I second the Lightning Claws. The re-rolls to wound will benefit you almost as much as the +2d6, without the risk of horribly killing yourself and being useless. Costs less too, which is always a plus.

Also, i'd remove the Juggernaut. That prevents him from riding in transports, and footslogging Chaos Lords = dead Chaos Lords.


----------



## Mr.Juggernaught (Nov 16, 2010)

Yeah I have a lord with lightning claws already if it doesn't work too well.

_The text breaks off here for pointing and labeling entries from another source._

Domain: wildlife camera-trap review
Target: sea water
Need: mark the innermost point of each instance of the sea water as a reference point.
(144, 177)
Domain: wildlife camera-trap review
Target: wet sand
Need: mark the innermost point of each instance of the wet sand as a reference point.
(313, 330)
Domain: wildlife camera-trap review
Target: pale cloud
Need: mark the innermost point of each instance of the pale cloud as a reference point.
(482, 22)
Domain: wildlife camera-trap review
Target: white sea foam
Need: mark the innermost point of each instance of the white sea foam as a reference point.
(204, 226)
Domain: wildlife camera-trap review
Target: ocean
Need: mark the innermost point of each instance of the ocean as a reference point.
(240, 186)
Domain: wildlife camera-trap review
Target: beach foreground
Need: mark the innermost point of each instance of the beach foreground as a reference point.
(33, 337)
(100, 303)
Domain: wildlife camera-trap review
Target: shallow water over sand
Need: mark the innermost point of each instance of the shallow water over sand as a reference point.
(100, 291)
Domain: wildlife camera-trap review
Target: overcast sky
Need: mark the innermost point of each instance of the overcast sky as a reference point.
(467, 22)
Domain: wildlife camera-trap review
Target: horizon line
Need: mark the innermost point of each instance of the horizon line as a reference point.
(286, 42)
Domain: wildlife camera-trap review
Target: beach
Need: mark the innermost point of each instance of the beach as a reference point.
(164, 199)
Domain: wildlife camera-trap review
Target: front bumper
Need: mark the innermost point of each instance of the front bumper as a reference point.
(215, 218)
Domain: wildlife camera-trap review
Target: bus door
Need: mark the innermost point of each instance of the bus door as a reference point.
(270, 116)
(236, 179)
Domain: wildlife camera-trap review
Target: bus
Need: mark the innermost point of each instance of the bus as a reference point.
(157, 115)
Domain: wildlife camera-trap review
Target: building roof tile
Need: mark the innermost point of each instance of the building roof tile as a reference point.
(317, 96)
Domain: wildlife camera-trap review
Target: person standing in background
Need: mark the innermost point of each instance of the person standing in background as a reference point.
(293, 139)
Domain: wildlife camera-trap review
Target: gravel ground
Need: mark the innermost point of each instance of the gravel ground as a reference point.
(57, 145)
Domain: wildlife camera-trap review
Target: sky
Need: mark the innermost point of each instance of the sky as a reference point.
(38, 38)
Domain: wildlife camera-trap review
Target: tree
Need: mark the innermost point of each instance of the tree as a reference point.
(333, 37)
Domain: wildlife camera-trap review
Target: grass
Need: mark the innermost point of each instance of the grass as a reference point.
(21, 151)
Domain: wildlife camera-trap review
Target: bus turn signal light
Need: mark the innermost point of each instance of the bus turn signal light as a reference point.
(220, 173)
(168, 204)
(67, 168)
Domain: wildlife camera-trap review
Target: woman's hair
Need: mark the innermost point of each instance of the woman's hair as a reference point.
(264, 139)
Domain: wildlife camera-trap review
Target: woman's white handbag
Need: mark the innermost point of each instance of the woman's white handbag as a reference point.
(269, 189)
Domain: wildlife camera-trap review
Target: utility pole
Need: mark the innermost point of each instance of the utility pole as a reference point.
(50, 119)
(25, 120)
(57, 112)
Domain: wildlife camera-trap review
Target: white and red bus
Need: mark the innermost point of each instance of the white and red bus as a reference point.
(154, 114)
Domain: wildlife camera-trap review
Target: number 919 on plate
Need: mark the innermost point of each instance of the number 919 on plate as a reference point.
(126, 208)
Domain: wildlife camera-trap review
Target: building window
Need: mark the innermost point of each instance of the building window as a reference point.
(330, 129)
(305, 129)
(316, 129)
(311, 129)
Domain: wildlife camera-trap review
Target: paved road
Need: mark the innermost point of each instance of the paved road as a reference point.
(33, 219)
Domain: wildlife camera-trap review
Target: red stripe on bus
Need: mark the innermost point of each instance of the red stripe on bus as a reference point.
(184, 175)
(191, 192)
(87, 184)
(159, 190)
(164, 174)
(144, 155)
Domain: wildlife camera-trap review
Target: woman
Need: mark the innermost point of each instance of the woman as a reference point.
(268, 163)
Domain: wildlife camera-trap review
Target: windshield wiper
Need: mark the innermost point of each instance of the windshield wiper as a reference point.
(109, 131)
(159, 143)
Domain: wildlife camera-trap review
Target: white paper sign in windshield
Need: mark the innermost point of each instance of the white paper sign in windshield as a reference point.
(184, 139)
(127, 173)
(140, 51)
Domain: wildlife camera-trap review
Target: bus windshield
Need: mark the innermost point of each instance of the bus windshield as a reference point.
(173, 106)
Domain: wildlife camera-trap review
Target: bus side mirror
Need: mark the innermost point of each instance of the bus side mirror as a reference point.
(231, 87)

I guess I will just use him in big games with a hundred kids that just play vanilla space marines.


----------



## bishop5 (Jan 28, 2008)

Daemon Prince every time...


----------



## Wolf_Lord_Skoll (Jun 9, 2008)

bishop5 said:


> Daemon Prince every time...


Not with just a Mark of Khorne...

Better off being Unmarked with Warptime and call him Khorne.


----------



## LukeValantine (Dec 2, 2008)

Still in a fun game a Lord on Juggernaut running forward with a 20 man berzerker body guard would be a hell of a sight.


----------



## LordWaffles (Jan 15, 2008)

LukeValantine said:


> Still in a fun game a Lord on Juggernaut running forward with a 20 man berzerker body guard would be a hell of a sight.

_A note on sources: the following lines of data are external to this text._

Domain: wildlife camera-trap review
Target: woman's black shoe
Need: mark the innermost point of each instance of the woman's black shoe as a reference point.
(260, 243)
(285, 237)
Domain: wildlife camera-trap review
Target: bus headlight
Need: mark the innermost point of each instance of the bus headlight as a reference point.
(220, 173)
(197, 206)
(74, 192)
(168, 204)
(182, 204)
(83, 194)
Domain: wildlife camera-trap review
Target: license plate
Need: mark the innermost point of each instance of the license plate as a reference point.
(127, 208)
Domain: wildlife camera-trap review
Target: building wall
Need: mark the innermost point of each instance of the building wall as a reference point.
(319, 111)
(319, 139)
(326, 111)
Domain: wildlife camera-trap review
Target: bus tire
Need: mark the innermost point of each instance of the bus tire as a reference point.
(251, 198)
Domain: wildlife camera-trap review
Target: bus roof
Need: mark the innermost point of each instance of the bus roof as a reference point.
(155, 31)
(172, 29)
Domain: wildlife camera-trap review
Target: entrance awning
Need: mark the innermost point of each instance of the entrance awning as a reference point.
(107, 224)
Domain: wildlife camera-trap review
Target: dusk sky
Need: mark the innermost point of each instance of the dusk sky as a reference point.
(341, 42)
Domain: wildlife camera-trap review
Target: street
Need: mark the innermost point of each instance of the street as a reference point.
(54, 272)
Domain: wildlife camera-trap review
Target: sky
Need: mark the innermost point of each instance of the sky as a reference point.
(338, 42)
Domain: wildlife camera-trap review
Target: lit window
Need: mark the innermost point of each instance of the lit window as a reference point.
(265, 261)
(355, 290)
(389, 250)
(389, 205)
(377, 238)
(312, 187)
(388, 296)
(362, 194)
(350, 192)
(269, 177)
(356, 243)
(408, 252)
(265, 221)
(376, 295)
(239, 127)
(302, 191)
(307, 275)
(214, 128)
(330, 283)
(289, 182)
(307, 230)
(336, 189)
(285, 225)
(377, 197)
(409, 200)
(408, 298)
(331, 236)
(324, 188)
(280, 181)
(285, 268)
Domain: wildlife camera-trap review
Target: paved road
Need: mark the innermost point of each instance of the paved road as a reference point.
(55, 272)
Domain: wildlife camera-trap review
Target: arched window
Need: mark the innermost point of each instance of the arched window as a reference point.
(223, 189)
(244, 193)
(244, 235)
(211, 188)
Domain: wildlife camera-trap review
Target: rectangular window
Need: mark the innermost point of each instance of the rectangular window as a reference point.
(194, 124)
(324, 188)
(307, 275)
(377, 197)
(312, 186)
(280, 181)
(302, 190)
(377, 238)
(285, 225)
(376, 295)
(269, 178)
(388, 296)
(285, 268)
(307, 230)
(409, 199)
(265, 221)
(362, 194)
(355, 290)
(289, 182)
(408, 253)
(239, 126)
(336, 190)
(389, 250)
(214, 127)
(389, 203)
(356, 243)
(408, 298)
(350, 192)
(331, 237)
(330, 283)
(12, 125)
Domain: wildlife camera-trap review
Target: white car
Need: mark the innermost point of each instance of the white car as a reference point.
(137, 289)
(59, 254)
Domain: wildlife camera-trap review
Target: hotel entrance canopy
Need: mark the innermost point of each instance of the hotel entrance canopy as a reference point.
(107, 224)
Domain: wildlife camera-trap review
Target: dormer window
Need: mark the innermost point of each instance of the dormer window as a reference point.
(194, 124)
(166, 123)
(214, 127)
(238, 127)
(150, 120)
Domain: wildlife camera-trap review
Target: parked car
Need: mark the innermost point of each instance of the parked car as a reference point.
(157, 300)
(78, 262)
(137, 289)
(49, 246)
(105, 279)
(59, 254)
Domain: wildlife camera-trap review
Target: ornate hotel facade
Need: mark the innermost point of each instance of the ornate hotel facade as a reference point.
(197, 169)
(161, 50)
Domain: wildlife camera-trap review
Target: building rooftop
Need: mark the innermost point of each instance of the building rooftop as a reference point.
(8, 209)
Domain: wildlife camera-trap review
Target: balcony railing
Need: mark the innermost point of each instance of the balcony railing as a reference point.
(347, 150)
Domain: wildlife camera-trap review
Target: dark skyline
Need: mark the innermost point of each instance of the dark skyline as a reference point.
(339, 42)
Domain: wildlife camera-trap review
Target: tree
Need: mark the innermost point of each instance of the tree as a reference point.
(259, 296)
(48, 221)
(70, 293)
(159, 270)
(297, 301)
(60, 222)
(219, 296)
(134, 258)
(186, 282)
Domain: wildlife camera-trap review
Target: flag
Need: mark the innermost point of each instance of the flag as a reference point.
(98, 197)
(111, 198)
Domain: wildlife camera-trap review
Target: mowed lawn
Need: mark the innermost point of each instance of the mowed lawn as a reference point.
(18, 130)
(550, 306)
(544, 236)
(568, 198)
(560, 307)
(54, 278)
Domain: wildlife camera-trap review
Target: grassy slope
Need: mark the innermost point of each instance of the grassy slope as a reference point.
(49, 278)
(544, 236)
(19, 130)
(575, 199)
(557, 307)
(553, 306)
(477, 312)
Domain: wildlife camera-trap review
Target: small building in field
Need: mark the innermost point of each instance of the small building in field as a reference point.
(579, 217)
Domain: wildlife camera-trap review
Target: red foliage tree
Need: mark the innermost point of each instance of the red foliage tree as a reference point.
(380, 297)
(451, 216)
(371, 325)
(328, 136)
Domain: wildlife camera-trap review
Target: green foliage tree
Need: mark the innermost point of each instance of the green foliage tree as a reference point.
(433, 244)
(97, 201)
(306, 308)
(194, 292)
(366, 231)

Until a guard blood or wolf player hit the field and shits all over the nicely painted, very fluffy unit.

I hate this game sometimes.

I mean really the entire unit is all of three battle cannon shots away from oblivion, even the lord.


----------



## kharn-the-betrayer (Jul 16, 2010)

LukeValantine said:


> Still in a fun game a Lord on Juggernaut running forward with a 20 man berzerker body guard would be a hell of a sight.


Trust Me it is, until the owner of my local store started guard allied with grey knights, it ends badly.


----------



## Vrykolas2k (Jun 10, 2008)

Mr.Juggernaught said:


> I am starting a Khorne themed army and for my HQ I will be either using a daemon prince with wings and warptime or a chaos lord with mark of Khorne, Juggernaut and a daemon weapon.
> 
> Please tell what you think of this build and what i should change with him.

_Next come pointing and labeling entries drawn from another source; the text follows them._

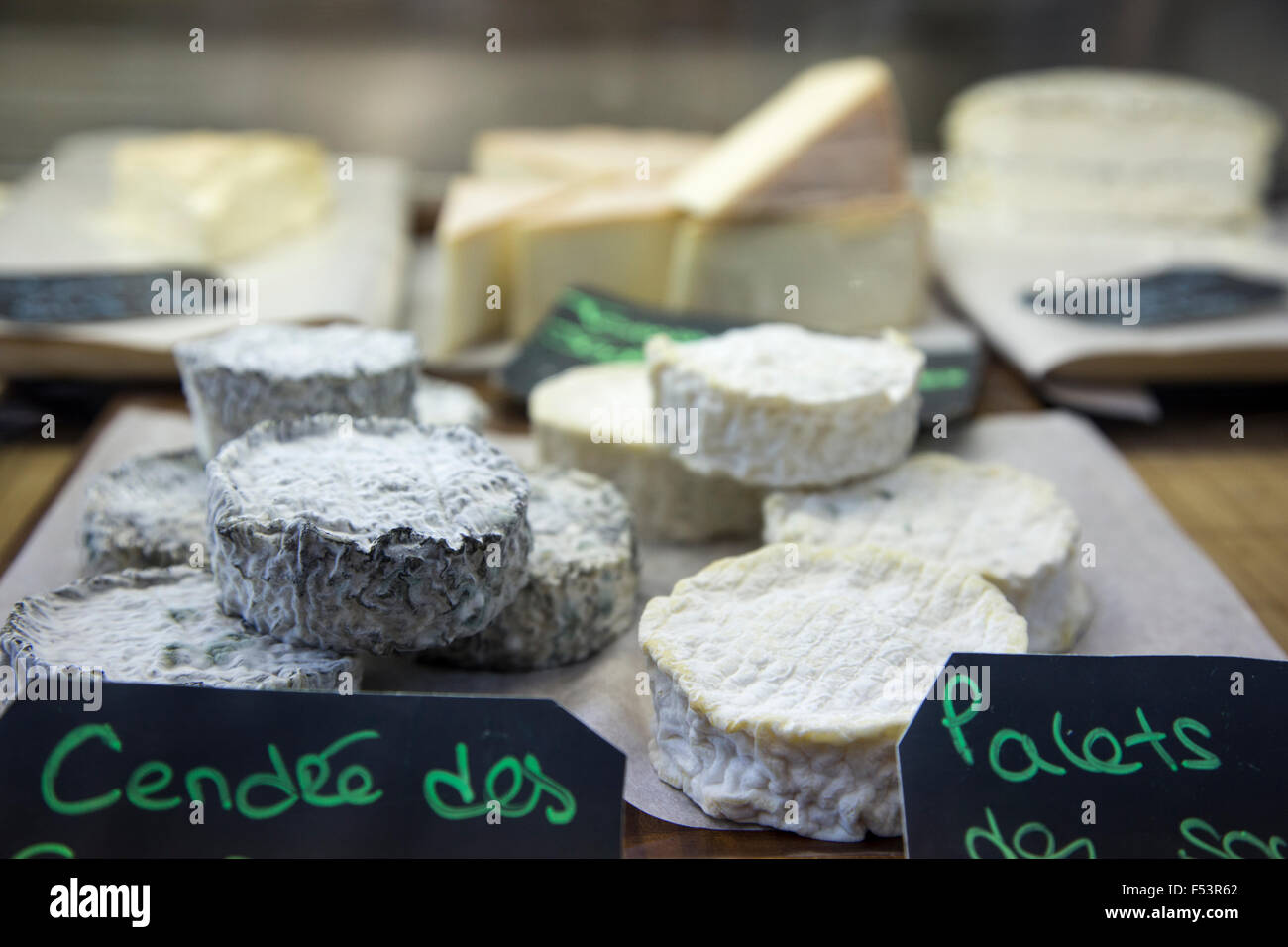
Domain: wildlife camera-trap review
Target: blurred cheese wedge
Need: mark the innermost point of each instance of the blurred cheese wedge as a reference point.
(849, 268)
(584, 153)
(610, 236)
(1106, 149)
(473, 258)
(833, 132)
(219, 195)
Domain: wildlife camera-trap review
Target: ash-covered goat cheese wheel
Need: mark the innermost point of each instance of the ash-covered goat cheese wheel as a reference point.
(151, 510)
(160, 625)
(778, 680)
(583, 579)
(368, 534)
(275, 372)
(600, 418)
(447, 402)
(780, 406)
(1012, 527)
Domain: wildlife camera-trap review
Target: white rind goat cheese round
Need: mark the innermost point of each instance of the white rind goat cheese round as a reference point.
(274, 372)
(780, 406)
(777, 680)
(600, 418)
(1010, 526)
(151, 510)
(160, 625)
(583, 579)
(368, 534)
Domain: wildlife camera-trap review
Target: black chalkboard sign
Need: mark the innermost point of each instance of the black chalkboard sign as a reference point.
(108, 296)
(587, 326)
(196, 772)
(1073, 757)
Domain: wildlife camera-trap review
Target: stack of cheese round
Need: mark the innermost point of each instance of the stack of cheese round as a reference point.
(781, 406)
(275, 372)
(160, 625)
(600, 418)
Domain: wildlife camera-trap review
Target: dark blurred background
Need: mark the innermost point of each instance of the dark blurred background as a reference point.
(413, 78)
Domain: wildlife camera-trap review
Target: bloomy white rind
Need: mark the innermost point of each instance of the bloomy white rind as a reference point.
(274, 372)
(147, 512)
(1010, 526)
(584, 579)
(837, 407)
(772, 681)
(142, 624)
(403, 586)
(670, 501)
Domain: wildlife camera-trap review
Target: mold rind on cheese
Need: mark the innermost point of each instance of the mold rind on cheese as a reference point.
(368, 534)
(1012, 527)
(146, 512)
(275, 372)
(160, 625)
(780, 406)
(583, 579)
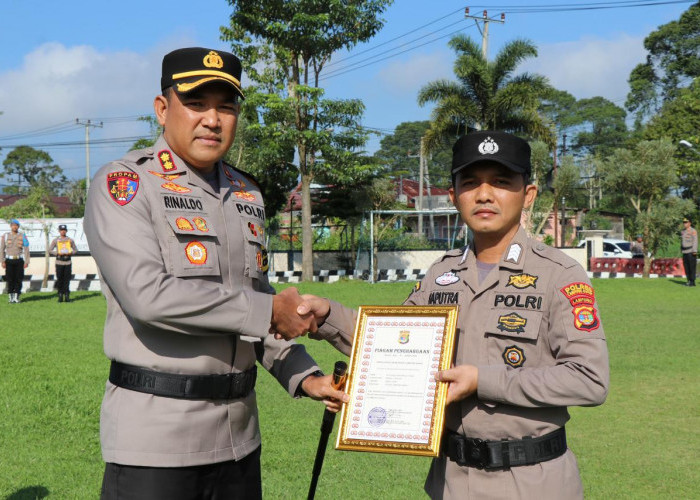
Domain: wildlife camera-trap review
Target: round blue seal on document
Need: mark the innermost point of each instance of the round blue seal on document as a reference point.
(376, 416)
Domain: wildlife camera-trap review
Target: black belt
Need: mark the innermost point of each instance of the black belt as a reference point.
(470, 452)
(173, 385)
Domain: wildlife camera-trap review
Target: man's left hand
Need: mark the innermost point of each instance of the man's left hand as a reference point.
(320, 389)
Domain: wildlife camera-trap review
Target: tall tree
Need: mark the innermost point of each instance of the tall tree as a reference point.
(646, 175)
(35, 168)
(673, 58)
(397, 153)
(284, 46)
(487, 95)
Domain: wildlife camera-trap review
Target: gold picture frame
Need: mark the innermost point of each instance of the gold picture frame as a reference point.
(395, 404)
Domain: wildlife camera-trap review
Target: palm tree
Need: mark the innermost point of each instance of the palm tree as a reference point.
(487, 95)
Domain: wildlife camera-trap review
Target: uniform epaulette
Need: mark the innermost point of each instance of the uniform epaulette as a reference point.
(243, 173)
(553, 254)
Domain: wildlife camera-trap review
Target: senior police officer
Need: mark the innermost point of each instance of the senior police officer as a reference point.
(63, 248)
(178, 238)
(529, 341)
(689, 250)
(14, 249)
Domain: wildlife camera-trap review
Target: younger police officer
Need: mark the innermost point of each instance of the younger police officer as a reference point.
(14, 251)
(529, 337)
(63, 248)
(178, 238)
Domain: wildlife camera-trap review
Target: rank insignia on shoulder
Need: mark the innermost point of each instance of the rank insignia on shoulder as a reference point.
(184, 224)
(447, 278)
(512, 322)
(171, 186)
(201, 224)
(166, 160)
(514, 356)
(122, 186)
(522, 280)
(196, 253)
(167, 177)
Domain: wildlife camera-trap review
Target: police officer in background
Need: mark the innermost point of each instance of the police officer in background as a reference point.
(14, 247)
(178, 238)
(529, 337)
(689, 250)
(63, 248)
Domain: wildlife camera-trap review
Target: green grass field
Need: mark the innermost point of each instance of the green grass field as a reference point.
(643, 443)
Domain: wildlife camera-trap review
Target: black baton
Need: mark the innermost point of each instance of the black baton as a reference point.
(341, 367)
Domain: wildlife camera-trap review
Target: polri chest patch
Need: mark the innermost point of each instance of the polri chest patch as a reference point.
(122, 186)
(447, 278)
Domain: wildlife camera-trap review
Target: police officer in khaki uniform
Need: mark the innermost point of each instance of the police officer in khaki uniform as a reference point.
(63, 248)
(14, 249)
(689, 250)
(529, 340)
(178, 238)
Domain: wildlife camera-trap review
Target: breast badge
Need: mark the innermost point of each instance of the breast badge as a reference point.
(514, 356)
(171, 186)
(166, 161)
(522, 280)
(582, 299)
(447, 278)
(196, 253)
(122, 186)
(512, 322)
(201, 224)
(183, 224)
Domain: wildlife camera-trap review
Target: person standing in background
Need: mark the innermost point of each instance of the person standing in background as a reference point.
(14, 247)
(63, 248)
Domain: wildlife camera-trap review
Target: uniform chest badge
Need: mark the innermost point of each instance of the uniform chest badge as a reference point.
(196, 253)
(514, 252)
(512, 322)
(521, 281)
(447, 278)
(171, 186)
(166, 161)
(514, 356)
(201, 224)
(122, 186)
(183, 224)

Well, if it's a Khorne themed army, a psyker Daemon Prince is a lot less Khorney than one with MoK.
Which is how I run mine.
Wings are a good idea, though I don't take them, I just follow the Land Raider around and take care of those pesky Melter-using squads. Among other things.
I love Juggernaughts and Bloodfeeders; though I wish we could get the Axe of Khorne instead of the latter.
Don't forget a Plasma Pistol.


----------



## Vrykolas2k (Jun 10, 2008)

LukeValantine said:


> Just take lightning claws on the lord, its more dependable and on average you will get just as many kills as a average roll of 5-7 on the daemon weapon.


Strange, my average is 9.


----------



## ChaosRedCorsairLord (Apr 17, 2009)

I usually go with:

Lord - MoK, Pair of Lightning Claws, Combi-flamer - 140 pts

6 PW attacks on the charge with rerolls to-wound is nice. The flamer is an extra, but I've come to love it.


----------



## LordWaffles (Jan 15, 2008)

I don't use them because they're terrible.

But if you are obliged to use one in flavor of an army, use the daemon weapon so you can have stories of rolling box cars, or the more likely story of your lord being SO DEVOTED TO SLAUGHTER GOD he kills himself.


----------



## Uilleam (Nov 23, 2009)

Daemon Prince FTW! Seriously, give him Wings and Warptime. Just think of Warptime as him tapping into the Blessing of Khorne or something.

Princes are faster than lords, more resilient (they aren't gonna get sucker punched and killed by a powerfist), have higher WS S T W characteristics and they thrash tanks for cheap! Take 2 and call me in the morning as a doctor would say. You'll feel much better.


----------